As much as I love being connected, it turns out that putting down my iPhone makes me feel great. I feel focused, in the moment. No random emails can harm me, no long-lost friends (or telemarketers) can track me down. I can play with my children without wondering if the buzzing in my pocket is more compelling than they are. It's awesome.

These days, lots of people are extolling the virtues of putting away our cell phones during sex, eating without tweeting, and driving without texting (Tiger Woods and his former sponsors at Accenture, for example). Earlier this month, Huffington Post Living and Health Magazine teamed up to propose The Unplug and Recharge Challenge, saying:

This month, we want you to spend 30 minutes a day doing something off the electronic grid: It can be 30 minutes all at once, or 30 minutes split into small chunks over the course of your waking hours [...] Arianna is going stick to the "no BlackBerrys during meals" promise she made to her daughters.
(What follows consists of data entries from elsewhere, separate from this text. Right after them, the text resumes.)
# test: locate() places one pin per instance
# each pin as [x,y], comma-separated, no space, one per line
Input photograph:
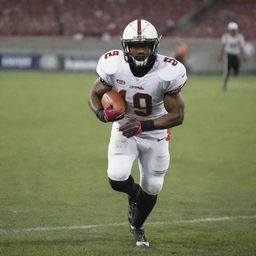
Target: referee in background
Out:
[232,48]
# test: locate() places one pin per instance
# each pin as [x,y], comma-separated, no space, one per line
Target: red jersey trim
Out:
[175,91]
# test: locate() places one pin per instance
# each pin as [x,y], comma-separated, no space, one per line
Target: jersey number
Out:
[142,102]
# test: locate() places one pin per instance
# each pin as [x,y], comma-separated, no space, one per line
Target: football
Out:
[114,99]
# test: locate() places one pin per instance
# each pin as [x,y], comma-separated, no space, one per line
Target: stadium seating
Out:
[108,18]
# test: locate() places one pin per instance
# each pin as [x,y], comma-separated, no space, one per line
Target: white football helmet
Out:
[140,32]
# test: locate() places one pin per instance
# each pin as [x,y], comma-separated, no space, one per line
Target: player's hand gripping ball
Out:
[114,106]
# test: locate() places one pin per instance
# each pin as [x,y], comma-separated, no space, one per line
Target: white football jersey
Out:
[143,95]
[233,43]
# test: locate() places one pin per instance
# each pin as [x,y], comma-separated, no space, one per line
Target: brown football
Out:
[115,99]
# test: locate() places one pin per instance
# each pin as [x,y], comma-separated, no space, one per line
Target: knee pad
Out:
[153,185]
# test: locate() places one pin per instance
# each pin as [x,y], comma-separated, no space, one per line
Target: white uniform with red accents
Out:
[144,99]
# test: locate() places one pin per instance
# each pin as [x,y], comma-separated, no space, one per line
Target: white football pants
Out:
[153,158]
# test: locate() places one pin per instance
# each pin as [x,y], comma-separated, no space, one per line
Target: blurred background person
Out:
[181,52]
[232,48]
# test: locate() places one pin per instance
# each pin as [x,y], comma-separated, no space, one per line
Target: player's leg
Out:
[121,154]
[226,71]
[153,162]
[236,65]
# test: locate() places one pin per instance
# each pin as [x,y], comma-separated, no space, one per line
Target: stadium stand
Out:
[107,18]
[212,22]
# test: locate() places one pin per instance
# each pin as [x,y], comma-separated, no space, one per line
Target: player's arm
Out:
[94,99]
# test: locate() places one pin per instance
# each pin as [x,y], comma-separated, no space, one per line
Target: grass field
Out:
[54,194]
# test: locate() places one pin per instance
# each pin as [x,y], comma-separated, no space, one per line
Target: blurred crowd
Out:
[107,18]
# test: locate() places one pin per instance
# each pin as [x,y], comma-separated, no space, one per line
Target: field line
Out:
[46,229]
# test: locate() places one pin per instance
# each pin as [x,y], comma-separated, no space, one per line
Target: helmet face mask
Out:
[140,42]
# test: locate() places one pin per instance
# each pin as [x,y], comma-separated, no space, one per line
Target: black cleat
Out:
[139,236]
[131,209]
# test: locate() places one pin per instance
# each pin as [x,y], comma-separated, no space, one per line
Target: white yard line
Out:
[46,229]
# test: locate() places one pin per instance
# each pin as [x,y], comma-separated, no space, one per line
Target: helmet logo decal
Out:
[139,27]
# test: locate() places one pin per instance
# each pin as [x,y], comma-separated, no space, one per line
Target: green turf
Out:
[53,172]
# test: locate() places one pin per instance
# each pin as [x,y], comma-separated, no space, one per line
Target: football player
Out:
[150,84]
[232,47]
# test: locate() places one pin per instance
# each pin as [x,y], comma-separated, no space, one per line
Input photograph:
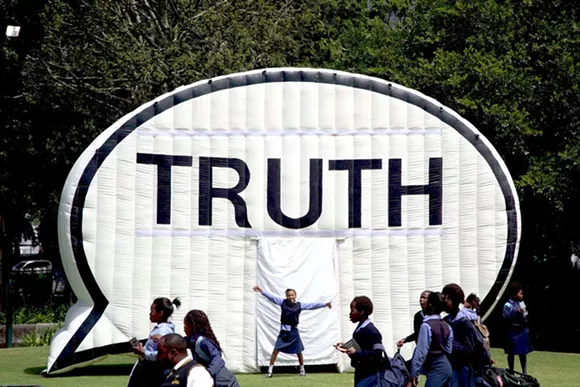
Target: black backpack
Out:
[500,377]
[493,376]
[516,379]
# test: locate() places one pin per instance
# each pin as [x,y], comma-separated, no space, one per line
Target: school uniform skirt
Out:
[438,372]
[518,342]
[289,341]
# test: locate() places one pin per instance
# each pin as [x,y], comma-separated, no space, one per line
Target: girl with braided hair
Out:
[206,349]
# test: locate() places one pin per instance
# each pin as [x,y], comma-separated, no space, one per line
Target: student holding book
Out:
[365,349]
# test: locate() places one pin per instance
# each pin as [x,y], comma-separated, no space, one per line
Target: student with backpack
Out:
[367,361]
[472,306]
[515,317]
[417,320]
[206,349]
[469,357]
[434,346]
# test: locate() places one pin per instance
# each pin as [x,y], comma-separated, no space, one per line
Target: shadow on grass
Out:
[93,370]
Because we at SGT are committed to fostering community around good food, our approach to this situation is a little bit different. This month, we're taking our event national. No fancy dinners. No babysitters. No Foursquare check-ins. No Facebook updates about where we are and what we're in the middle of eating. This month, on June 26, we're asking you to disconnect for at least three hours and cook. It's our first ever Signal Free Saturday, but we're betting it won't be our last. Here are the rules:

  • Leave a comment below, telling the world of your commitment to Signal Free Saturday on June 26.
  • Tell us how long you plan to go signal free (a meal? an afternoon? the whole day?).
  • Tell us what you plan to do while you're offline.
  • If you plan to cook, tell us what you're cooking and where you got it (if you're in the Twin Cities on June 26, you can stop by our booth at the Mill City Farmers Market to say hi and tell us in person).
  • Tell your friends what you're doing and recruit them to join you. (Invite them to dinner if you want!)

That's it. This month, we're taking the opportunity to really, truly, fully connect - with those we care about, with good food, and with ourselves. Please join us. If you take the challenge and write about it, we promise to post it to the site. See you offline!